What position did Aurilia play, again?
“Um, until I got too old?” he said, grinning. “Shortstop.”
So what attribute is the most important in forming a seamless double-play combination? Aurilia went with range, because “we had to know how far we could play from the bag and how quick we could get to the bag. The more range we had, the better we could be.”
Yet ask Aurilia to list his best double-play partner, and he bypasses Bret Boone – who had plenty of range for a second baseman – and picks Jeff Kent, instead. Was it because Kent played with more panache and creativity?
“C’mon, you watched Jeff play for a long time,” said Aurilia, leaning against a cinderblock hallway. “Jeff played with as much panache as this wall here. But he was very surehanded and we worked well together. We always knew where the other would be.”
That goes to teamwork and trust. Viquel has turned more double plays than any shortstop in major league history. He said when he tutors young Tigers infielders on the art, he stresses the importance of continuity. Even though your instincts are to be as quick as possible, it’s often worth taking than extra fraction of a second to make sure your feed is in the same place every time.
“That’s why I’d say timing and trust kind of go hand in hand,” Panik said. “Because when you have trust in one another, the timing’s going to be there. If you don’t have trust, you’re going to be a little more passive. It’s, `OK, if he’s inaccurate, I’ve got to be worried about catching the ball and securing it first instead of getting ready to throw.’”
Crawford said it doesn’t take long to become accustomed to a new double-play partner because the differences are subtle. He noted that former Giants second baseman Marco Scutaro liked double-play feeds to be led to his left side, maybe so he could come across the bag and clear himself a little better from onrushing baserunners.
Whether he is breaking in a new double-play partner or not, Crawford said he will spend the first weeks of spring training concentrating on his footwork. He’ll refresh his instincts in terms of positioning and angles. That way, the next time he goes deep to his right and has to make one of those blind, whirling throws to second base, it’ll be right on target.
Panik marvels at Crawford’s spatial awareness. Come to think of it, that could be the seventh pillar.
“It’s off the charts,” Panik said. “And as someone who came up as a shortstop, I appreciate what a gift that is. I’ll be honest with you, there hasn’t been one time he couldn’t get to a ball that I felt I would’ve gotten. Even last year when he was banged up.”
Vizquel doesn’t get to see enough NL baseball to make a definitive statement on the best double-play combo in the league. He admires his own guys in Detroit, Ian Kinsler and Jose Iglesias, and also mentioned the Rangers’ duo of Rougned Odor and Elvis Andrus.
But all-time, it probably doesn’t get better than those three seasons from 1999-2001 when Vizquel overlapped in Cleveland with Hall of Fame second baseman Roberto Alomar.
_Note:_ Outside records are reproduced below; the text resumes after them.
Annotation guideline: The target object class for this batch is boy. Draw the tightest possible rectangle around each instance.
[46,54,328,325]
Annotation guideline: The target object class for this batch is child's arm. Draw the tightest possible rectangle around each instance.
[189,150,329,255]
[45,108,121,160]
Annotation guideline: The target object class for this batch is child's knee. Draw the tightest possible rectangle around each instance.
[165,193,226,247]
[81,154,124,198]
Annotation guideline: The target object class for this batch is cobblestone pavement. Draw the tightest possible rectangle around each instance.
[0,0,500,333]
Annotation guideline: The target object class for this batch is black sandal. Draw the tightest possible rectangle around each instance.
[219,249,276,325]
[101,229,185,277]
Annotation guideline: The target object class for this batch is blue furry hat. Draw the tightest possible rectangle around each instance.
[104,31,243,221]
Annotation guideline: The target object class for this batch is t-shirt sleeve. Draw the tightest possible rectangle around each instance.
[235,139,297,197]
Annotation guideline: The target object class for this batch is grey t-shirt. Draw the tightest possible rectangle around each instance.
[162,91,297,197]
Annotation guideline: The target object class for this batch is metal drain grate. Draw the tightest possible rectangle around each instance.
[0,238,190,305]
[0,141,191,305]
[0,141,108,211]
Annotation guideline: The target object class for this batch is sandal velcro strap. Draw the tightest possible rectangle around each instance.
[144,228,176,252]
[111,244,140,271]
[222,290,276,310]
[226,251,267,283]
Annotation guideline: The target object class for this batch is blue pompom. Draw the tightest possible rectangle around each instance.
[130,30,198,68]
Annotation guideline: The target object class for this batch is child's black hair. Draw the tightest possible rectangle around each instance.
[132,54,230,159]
“What was so good about that combination is that we didn’t take ground balls together too much,” Vizquel said. “We hit in different groups. We did our work at different times. But all it took was a week or two in spring training. The creativity from both sides took over. He was so quick that basically whatever throw he gave me, we were going to turn the double play.
“And we killed a lot of rallies. When you turn two, you’re getting your pitcher out of a big inning. When you go to the playoffs and the World Series, to have a defense like that, you’ve got the game half won.”
And when you dive on your stomach, smother a grounder up the middle, creatively flip with your glove as Panik did, and start one of the most important double plays in World Series history?
Well, you can add this to the Ron Wotus trifecta: enthusiastic applause.